Tapping a hole is a crucial machining process that involves creating internal threads within a hole to accommodate screws or bolts. This technique is essential when screws cannot easily penetrate the material on their own. The tapping process can be challenging and requires careful consideration of various factors to ensure high-quality part manufacturing. Though it might seem complex, consulting with experts in threading techniques is advisable.

At Zintilon, we bring a team of experts with a wealth of machining experience. Our team of engineers is highly skilled in various CNC machining projects, and we always prioritise our clients. Contact us if you have further questions about the tapping process or need more information.


What does tapped mean in machining?

In machining, “tapped” refers to the process of creating internal threads within a drilled hole using a tool called a tap. This process allows the hole to accept threaded fasteners such as screws and bolts, facilitating secure and reliable connections between components.

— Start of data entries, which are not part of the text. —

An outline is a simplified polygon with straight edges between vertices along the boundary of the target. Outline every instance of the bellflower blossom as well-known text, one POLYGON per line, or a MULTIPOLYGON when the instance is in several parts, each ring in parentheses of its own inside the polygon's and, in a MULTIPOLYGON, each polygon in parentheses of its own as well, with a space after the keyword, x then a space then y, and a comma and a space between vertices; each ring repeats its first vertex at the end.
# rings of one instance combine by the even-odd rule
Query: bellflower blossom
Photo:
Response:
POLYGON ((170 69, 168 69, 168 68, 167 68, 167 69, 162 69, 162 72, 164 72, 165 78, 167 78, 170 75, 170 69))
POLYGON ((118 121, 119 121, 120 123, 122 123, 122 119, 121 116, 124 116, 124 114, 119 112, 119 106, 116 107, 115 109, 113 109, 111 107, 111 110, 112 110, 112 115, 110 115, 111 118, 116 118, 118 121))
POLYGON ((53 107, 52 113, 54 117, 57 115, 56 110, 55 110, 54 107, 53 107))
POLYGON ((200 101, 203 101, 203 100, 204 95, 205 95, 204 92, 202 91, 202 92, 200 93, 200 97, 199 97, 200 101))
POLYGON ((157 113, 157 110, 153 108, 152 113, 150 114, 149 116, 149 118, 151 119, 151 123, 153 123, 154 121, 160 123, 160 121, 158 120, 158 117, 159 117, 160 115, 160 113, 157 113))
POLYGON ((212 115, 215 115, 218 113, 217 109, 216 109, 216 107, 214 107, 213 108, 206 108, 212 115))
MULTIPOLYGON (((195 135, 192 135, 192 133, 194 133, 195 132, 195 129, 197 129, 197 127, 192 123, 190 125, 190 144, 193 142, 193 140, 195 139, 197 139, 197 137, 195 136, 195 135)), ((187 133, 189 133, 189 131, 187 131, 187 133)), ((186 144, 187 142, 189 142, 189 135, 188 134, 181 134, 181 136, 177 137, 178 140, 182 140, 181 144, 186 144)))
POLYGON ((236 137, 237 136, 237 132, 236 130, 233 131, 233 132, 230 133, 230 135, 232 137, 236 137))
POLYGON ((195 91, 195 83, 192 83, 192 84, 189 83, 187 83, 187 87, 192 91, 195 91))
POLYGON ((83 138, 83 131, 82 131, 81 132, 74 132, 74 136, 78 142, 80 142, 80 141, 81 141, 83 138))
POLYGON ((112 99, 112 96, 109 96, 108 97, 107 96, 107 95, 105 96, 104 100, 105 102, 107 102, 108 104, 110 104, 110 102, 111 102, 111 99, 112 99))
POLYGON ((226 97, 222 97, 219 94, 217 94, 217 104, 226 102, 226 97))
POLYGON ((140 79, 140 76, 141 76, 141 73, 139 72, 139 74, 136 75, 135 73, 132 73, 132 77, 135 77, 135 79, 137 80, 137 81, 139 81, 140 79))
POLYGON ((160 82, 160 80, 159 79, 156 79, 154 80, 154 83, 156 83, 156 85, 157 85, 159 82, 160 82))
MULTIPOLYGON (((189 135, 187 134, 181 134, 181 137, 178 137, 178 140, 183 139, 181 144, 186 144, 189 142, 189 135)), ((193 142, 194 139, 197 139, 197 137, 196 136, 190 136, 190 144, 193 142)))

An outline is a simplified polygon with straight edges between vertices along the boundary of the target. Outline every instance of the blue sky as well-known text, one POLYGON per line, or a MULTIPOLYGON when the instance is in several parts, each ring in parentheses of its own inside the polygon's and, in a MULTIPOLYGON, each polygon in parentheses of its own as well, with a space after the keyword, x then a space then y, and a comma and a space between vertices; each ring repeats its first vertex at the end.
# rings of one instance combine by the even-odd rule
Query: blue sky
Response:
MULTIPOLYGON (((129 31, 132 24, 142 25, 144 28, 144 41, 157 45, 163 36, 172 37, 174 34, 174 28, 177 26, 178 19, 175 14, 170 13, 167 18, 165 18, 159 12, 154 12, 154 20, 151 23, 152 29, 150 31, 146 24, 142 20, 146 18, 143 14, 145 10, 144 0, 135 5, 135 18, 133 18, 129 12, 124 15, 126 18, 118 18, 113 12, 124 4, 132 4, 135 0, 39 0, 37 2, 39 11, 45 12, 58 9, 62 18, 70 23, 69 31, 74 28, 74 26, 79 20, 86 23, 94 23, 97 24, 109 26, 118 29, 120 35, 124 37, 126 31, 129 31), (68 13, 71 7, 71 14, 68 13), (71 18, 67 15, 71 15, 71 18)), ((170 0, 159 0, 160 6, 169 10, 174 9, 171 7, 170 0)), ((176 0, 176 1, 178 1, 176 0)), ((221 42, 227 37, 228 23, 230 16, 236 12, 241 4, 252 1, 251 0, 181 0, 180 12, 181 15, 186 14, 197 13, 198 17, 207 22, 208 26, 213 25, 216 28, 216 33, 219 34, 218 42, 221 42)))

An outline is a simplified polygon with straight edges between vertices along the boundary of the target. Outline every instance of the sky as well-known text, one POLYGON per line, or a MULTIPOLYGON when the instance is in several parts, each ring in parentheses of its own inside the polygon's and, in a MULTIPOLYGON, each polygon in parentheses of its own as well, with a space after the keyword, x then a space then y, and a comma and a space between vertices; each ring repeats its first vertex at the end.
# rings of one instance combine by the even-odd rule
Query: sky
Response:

Which tap is used to start tapping a hole?

A taper tap is typically used to start tapping a hole. Taper taps have a gentle tapering lead at the beginning, which gradually cuts the threads and helps align the tap properly in the hole. This initial alignment makes cutting clean, accurate threads easier and reduces cross-threading risk.

Why is lubrication necessary in the tapping process?

Lubrication is crucial in tapping because it reduces friction between the tap and the workpiece, prevents overheating, extends the tap’s lifespan, and ensures smoother chip evacuation, resulting in cleaner and more precise threads.